1.8.14

Educazione nazista. Morire per la razza (Giovanni De Luna)

1939 - Campeggio della Hitlerjugend
Un libro, un film e un cartone animato. Il libro è Education for Daath. The Making of the Nazi, (Educazione alla morte. Come si crea un nazista, Città aperta, 2006) scritto tra il 1939 e il 1940 da Gregor Ziemer, direttore della scuola americana di Berlino, e pubblicato per, la prima volta nel 1941. Da noi giunse nel 1944, con una traduzione approssimativa curata dalla Constatile & Co. di Londra. Il film è Hitler's Children del regista Edward Dmytryk, uscito nel 1943 e mai proiettato sugli schermi italiani (è stato trasmesso da Raitre la nottue del 27 gennaio 2005, in lingua originale e sottotitoli). Dello stesso anno è un cartone animato prodotto dalla Walt Disney che mantiene lo stesso titolo del libro.
Giustamente Bruno Maida, nella sua introduzione alla nuova edizione italiana, mette l'accento sul contesto propagandistico dell'intera operazione, ispirata direttamente dall'Owi, l'Office of War Information, la potente centrale di propaganda anti-hitleriana. In particolare il film e il cartoon rispecchiano fedelmente le direttive impartite ai film di Hollywood. Indulgenti e talvolta ironici nei confronti degli italiani, sprezzanti con venature razzistiche con i giapponesi, rispettosi verso i tedeschi, distinguendo tra il popolo e il gruppo di criminali nazisti che lo guidava. Erano tre diverse tipologie del nemico a cui corrispondevano tre diverse tipologie di film (i giapponesi rappresentati in Guadalcanal o Iwo Jima erano «scimmie gialle»). Alla fine della guerra, quando l'orrore dei lager si rivelò nelle sue dimensioni catastrofiche, anche l'Owi cambiò strategia e cominciò a parlare di responsabilità di tutto il popolo tedesco.

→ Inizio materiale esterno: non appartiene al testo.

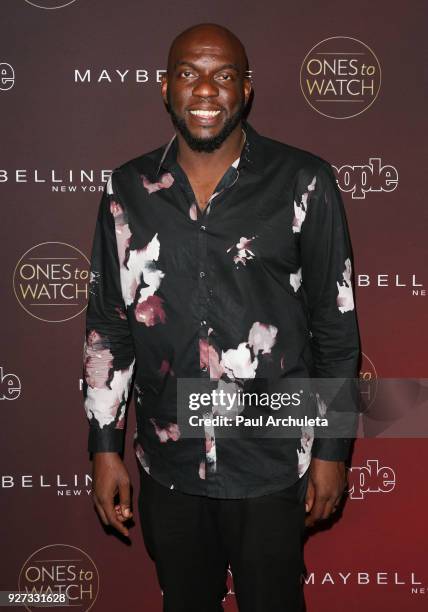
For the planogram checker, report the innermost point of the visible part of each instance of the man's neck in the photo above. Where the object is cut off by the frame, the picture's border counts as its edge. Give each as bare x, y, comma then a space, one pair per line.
203, 165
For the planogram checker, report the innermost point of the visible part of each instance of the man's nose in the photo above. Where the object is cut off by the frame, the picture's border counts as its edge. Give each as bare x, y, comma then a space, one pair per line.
205, 88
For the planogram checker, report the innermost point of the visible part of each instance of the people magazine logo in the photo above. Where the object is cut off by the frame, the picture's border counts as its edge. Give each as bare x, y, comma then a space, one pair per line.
56, 572
10, 385
360, 179
51, 281
7, 76
50, 4
370, 478
340, 77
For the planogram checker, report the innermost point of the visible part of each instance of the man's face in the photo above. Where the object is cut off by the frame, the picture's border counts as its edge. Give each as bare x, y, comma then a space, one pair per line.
206, 89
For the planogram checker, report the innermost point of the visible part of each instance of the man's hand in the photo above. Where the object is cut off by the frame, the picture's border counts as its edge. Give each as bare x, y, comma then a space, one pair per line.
326, 484
109, 477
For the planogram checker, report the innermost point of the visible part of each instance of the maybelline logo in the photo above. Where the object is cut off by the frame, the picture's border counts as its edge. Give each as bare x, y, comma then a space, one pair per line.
402, 281
10, 385
75, 485
364, 178
122, 76
363, 578
370, 478
66, 181
114, 75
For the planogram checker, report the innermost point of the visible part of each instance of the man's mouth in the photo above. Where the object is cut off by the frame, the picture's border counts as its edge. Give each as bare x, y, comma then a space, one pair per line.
205, 114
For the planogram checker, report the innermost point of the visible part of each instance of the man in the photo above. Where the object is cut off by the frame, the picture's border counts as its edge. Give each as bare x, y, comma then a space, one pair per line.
222, 256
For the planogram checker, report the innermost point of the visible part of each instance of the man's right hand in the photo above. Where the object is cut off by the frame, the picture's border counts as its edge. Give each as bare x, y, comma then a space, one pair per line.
109, 477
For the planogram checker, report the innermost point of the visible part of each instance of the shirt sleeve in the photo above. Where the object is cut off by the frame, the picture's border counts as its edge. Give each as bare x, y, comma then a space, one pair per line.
327, 281
108, 351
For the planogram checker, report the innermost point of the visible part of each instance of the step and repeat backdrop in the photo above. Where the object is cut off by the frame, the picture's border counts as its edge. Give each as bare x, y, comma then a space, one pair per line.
79, 95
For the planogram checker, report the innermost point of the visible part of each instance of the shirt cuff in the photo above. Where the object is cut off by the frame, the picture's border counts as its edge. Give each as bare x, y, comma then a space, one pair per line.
331, 449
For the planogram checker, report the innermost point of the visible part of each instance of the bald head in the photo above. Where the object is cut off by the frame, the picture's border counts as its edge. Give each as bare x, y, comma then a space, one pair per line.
207, 86
201, 38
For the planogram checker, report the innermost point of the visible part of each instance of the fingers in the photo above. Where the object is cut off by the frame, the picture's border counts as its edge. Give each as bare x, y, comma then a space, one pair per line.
115, 515
125, 499
317, 512
112, 519
100, 510
310, 496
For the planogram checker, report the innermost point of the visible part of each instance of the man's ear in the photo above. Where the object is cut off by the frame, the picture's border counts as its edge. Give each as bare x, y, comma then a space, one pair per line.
247, 89
164, 87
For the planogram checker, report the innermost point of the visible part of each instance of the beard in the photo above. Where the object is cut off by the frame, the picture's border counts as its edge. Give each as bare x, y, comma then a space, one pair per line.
206, 145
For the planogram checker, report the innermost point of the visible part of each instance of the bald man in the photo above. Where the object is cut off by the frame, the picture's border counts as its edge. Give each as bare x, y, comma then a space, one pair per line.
232, 265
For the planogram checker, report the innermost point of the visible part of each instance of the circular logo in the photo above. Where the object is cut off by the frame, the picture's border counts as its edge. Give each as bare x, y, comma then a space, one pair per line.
57, 570
340, 77
50, 281
50, 4
368, 381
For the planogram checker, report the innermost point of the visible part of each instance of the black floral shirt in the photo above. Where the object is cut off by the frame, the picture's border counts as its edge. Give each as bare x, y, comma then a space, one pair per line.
257, 285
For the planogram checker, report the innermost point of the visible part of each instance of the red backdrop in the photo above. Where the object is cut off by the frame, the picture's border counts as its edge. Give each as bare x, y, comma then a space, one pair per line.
79, 95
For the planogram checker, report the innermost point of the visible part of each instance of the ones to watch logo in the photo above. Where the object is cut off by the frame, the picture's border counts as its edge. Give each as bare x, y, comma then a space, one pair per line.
340, 77
61, 569
50, 281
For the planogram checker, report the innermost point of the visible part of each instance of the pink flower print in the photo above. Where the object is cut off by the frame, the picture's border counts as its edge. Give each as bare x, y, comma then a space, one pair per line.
150, 311
165, 367
170, 432
123, 233
238, 363
296, 279
262, 337
304, 455
193, 212
321, 405
243, 250
345, 298
98, 361
141, 456
209, 358
301, 208
165, 182
120, 312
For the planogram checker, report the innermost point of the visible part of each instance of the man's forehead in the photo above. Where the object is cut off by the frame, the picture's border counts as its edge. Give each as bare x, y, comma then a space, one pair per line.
206, 47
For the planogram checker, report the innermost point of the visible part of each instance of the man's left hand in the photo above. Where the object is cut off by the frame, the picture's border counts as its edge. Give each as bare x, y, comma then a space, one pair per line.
326, 485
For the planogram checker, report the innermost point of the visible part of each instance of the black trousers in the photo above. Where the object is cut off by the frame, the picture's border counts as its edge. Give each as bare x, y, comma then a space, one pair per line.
192, 540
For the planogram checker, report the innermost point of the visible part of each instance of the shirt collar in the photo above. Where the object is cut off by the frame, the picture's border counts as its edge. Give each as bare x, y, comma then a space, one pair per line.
251, 155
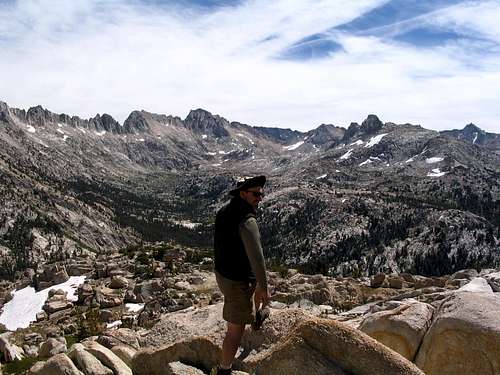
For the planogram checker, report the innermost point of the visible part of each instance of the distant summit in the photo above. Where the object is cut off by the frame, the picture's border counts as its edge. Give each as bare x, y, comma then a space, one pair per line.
474, 135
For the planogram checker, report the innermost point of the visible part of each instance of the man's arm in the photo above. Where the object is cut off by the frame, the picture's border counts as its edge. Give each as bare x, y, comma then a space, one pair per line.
250, 235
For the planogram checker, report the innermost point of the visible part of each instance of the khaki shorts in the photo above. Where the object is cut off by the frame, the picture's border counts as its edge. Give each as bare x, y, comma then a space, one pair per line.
238, 300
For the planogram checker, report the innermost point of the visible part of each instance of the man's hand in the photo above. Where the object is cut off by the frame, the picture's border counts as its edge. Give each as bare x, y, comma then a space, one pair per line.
261, 295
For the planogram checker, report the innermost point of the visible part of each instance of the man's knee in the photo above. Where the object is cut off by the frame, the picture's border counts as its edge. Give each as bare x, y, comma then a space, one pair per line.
235, 330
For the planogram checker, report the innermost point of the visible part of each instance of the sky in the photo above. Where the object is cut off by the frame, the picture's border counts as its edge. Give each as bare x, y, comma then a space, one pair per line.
285, 63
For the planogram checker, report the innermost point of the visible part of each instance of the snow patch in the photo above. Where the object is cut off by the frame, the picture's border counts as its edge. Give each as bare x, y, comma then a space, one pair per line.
186, 224
374, 140
21, 310
244, 136
359, 142
116, 323
347, 155
371, 159
433, 160
436, 173
294, 146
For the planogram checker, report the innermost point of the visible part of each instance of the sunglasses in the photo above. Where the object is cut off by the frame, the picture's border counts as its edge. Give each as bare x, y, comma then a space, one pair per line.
256, 194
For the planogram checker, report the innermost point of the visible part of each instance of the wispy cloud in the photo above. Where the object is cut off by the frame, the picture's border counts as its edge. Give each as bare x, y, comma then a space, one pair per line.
88, 56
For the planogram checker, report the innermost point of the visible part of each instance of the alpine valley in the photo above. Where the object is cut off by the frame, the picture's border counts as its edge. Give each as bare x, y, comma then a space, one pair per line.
372, 197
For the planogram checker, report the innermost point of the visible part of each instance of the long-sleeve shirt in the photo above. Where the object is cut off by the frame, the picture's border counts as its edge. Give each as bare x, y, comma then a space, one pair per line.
250, 235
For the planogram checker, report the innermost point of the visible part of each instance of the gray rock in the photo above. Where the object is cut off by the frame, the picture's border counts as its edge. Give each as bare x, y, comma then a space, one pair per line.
86, 362
494, 281
464, 336
465, 274
401, 329
107, 358
52, 347
125, 353
377, 280
478, 285
118, 282
60, 364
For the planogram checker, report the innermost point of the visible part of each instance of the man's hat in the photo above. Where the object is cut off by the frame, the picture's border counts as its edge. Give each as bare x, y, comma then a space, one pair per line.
248, 183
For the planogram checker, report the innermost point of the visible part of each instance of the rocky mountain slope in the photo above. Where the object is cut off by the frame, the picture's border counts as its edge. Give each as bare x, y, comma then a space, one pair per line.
156, 310
373, 197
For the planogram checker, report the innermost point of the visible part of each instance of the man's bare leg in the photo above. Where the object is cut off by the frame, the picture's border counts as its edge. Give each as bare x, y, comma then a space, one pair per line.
231, 343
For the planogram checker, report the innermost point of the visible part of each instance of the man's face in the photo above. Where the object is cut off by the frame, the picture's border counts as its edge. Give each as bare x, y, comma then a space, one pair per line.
252, 195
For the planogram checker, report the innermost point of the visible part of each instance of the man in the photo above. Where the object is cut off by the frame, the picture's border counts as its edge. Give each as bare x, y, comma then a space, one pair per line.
239, 265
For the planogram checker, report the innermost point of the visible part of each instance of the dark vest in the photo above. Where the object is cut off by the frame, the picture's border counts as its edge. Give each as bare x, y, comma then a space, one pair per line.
231, 260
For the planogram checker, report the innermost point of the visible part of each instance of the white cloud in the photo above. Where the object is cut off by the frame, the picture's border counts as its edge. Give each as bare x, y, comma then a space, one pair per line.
86, 56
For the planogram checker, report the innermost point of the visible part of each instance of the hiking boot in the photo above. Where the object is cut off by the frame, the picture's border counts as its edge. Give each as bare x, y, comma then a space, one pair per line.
260, 316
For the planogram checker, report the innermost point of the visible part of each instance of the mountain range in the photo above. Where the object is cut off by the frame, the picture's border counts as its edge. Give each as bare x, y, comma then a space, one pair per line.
372, 197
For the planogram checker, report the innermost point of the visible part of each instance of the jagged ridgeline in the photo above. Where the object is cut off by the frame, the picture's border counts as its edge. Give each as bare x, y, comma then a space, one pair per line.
375, 197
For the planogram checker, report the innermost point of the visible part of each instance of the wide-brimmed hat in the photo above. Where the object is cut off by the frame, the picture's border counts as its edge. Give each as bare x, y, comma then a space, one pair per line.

Film a parte, il libro merita di essere segnalato anche perché si confronta con alcuni dei «nodi» storiografici emersi anche nel recente discorso di Benedetto XVI ad Auschwitz. Nella sua inchiesta - durata due anni - all'interno del sistema educativo nazista, Ziemer entrò in contatto con un regime che fu capace di sussumere l'intero corpo sociale nelle sue strutture istituzionali anche grazie al particolare tipo di istruzione impartito nelle scuole. Non vi si formavano cittadini, ma individui «pronti a morire per Hitler»; «Compito della scienza dell'educazione è quello di inserire l'individuo nella comunità etnica; comunità che ha nello Stato nazionale lo strumento per esprimere la propria potenza».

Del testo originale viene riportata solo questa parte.